I'm just a Cafetranslator, not a moderator or the developer (Igor), and I'm not familiar with Tibetan (your explanation and test documents will certainly be helpful), but here are a few thoughts to boot. Also, please note you might not get an official answer before Monday:
In the TM options (right click inside the tab of an open TM), there is an option to set the Matching type: Fuzzy & Hits, Fuzzy and Fuzzy without word separator
I suggest you first try how TM matches work with that "Fuzzy without word separator" enabled.

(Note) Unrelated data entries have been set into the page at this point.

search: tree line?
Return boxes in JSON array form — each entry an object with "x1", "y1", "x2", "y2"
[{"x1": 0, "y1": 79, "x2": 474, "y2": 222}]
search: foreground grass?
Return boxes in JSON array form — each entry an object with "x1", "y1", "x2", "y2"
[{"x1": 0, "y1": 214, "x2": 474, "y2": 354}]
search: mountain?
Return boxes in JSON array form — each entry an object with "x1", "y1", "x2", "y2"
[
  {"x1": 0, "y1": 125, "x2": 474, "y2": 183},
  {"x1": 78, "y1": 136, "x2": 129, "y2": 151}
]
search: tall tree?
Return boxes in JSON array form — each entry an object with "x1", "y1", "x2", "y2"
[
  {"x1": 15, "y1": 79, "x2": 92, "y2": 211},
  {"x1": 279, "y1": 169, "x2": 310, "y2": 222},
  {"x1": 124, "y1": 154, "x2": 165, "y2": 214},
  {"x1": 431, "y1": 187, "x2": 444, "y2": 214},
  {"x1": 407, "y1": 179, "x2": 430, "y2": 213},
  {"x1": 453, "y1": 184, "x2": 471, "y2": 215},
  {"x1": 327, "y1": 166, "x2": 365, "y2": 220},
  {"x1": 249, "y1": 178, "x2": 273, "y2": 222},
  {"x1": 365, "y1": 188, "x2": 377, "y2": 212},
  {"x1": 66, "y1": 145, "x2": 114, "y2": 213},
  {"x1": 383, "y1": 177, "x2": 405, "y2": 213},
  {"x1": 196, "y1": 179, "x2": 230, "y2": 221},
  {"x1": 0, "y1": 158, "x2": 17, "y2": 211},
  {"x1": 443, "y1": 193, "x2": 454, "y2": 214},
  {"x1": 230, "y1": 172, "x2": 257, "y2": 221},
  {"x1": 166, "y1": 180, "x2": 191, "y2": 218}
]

With this option, CafeTran analyzes source segments on a character basis, which is suitable for languages without a word boundary (e.g. Chinese or Japanese).

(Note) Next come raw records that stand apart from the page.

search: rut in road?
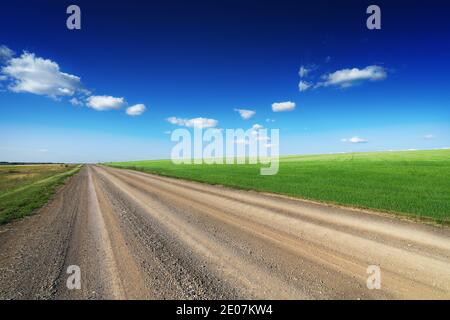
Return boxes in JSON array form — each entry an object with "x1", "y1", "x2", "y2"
[{"x1": 0, "y1": 165, "x2": 450, "y2": 299}]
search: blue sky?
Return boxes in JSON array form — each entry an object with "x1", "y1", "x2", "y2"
[{"x1": 0, "y1": 0, "x2": 450, "y2": 162}]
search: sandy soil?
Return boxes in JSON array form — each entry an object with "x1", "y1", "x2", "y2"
[{"x1": 0, "y1": 166, "x2": 450, "y2": 299}]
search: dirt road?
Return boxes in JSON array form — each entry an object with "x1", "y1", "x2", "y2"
[{"x1": 0, "y1": 166, "x2": 450, "y2": 299}]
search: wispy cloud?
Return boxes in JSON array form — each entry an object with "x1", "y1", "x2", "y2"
[
  {"x1": 298, "y1": 80, "x2": 312, "y2": 92},
  {"x1": 2, "y1": 52, "x2": 82, "y2": 98},
  {"x1": 69, "y1": 97, "x2": 84, "y2": 106},
  {"x1": 0, "y1": 45, "x2": 15, "y2": 63},
  {"x1": 234, "y1": 109, "x2": 256, "y2": 120},
  {"x1": 125, "y1": 103, "x2": 145, "y2": 117},
  {"x1": 315, "y1": 65, "x2": 387, "y2": 88},
  {"x1": 0, "y1": 45, "x2": 145, "y2": 115},
  {"x1": 87, "y1": 96, "x2": 125, "y2": 111},
  {"x1": 341, "y1": 137, "x2": 369, "y2": 143},
  {"x1": 167, "y1": 117, "x2": 219, "y2": 129},
  {"x1": 272, "y1": 101, "x2": 295, "y2": 112}
]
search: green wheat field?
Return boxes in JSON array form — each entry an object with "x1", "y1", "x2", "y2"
[{"x1": 106, "y1": 149, "x2": 450, "y2": 224}]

If that does not work, please set the option back to Fuzzy or Fuzzy & Hits, and proceed with suggestion number 2.
In Edit > Preferences > Memory, you can try adding U+0F0B as "Additional space characters". Does this improve or alter TM matching for Tibetan in any way?
Thanks Jean, I probably should have checked for more configurations before assuming it was a deeper coding issue. I will give your suggestions a try and see if it works.
Hey Celso, did you succeed? Would be interesting to read the experiences of a Tibetan translator ;).
Hi Jean and alwayslockyourbike,
I did try Jean's suggestions here. The first suggestion didn't work. Whenever I tried setting the TM to "Fuzzy without word separator" the TM would go back to "Fuzzy his" even when I created a new project and TM from scratch--not sure if this is an issue with the language pairing or perhaps my CafeTran version. (?)
However, Jean's second selection here, adding "U+0F0B" to Edit > Preferences > Memory, as "Additional space characters" this did indeed resolve the problem. Though my fuzzy matches were still a few percentage points under the Roman transliteration tests, the results were satisfactory.
I will add a post about this and some other tips for getting started in the forum for any other Tibetan-language translators that might come here.
Thank you both for your time and support with this issue!
I will attach my test files here in case anyone needs to reference this problem, but as I mentioned this seems to be an adequate fix.